Bilgisayar işletmecisi olan Murat Katmer elindeki büyüteç yardımıyla torbalardan çıkan bellekler üzerinde yazılanları tek tek açıkladı ve bunlar tutanağa geçirildi.
Bu sırada Geldikaya’nın “BHO812NRCB MADE IN CHİNA SDCZ6-4096RB sandisk marka CRUZER MACRO GB” yazılı taşıyıcı belleği ile Sezer’in evi olduğu ileri sürülen Kadiköy’deki garsoniyerde ele geçen flash diskin “BHO812NRCB MADE IN CHİNA SDCZ6-4096RB sandisk marka CRUZER MACRO GB” yazdığı bunların ise aynı olduğu ortaya çıktı. Üye hakim Mehmet Ekinci “Flash bellekler üzerindeki ibarelerin aynı olduğu görüldü” diyerek bunu tutanağa geçirdi.

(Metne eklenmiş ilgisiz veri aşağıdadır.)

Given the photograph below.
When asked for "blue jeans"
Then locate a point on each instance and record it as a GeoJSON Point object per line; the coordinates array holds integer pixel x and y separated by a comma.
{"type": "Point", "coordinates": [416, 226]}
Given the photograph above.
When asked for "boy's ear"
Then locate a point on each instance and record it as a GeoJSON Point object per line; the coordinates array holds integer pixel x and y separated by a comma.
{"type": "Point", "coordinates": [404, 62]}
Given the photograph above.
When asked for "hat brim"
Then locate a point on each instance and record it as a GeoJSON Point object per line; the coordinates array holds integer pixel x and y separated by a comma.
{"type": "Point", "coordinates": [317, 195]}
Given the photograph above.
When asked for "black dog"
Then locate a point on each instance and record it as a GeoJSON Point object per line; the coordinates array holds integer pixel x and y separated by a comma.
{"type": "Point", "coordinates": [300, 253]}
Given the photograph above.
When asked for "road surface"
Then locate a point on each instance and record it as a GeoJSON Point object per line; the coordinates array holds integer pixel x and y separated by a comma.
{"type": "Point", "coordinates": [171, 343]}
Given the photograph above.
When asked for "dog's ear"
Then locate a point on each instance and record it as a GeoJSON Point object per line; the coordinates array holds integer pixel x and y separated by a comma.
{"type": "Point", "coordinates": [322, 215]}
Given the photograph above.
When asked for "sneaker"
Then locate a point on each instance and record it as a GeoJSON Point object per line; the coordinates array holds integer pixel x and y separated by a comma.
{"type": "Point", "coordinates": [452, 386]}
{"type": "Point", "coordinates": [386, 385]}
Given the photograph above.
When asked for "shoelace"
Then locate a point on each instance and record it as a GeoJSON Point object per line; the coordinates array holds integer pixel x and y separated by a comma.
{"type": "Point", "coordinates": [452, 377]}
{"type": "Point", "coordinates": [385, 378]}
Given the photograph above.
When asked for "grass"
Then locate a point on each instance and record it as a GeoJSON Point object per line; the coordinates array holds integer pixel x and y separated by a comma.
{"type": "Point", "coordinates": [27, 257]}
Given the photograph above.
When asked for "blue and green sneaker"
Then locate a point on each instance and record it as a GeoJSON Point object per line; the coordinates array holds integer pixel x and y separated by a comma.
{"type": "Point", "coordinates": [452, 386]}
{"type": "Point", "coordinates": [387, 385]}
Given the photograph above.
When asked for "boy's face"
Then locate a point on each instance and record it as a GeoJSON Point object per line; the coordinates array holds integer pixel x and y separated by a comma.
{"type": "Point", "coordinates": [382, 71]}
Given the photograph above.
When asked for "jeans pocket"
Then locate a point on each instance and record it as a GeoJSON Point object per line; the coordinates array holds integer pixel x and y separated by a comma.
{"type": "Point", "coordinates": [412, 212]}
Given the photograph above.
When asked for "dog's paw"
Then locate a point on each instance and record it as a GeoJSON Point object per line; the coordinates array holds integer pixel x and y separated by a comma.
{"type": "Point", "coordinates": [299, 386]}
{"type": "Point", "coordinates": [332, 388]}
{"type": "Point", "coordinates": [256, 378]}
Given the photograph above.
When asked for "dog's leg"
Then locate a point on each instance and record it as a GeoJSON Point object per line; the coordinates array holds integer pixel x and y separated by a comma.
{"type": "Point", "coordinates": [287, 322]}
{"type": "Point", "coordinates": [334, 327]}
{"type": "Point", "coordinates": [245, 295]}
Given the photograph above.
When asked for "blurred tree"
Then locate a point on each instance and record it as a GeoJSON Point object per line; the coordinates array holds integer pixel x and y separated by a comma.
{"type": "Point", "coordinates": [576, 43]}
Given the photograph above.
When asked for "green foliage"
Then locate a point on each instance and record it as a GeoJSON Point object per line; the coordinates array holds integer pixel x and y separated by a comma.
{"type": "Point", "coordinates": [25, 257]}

İddiayı gündeme taşıyan avukat İhsan Nuri Tezel söz istedi ve dosyadaki tüm tutanaklarda flash bellek üzerindeki yazıların ayırt edici özellik olarak belirtildiğine dikkat çekti. Tezel, “Bu durumda el konulan ve imajları alınan hiçbir dijitalin özet değeri kalmıyor. Neyle ayıracağız bunları. İçinde ayırıcı özellik olabileceğini düşünerek imaj dökümlerinin bize verilmesini talep ediyorum” dedi. Ardından mahkeme başkanı tarafından mahkemeye gelen bu bellekler yine yazılar yazılarak ilgili yerlere gönderildi.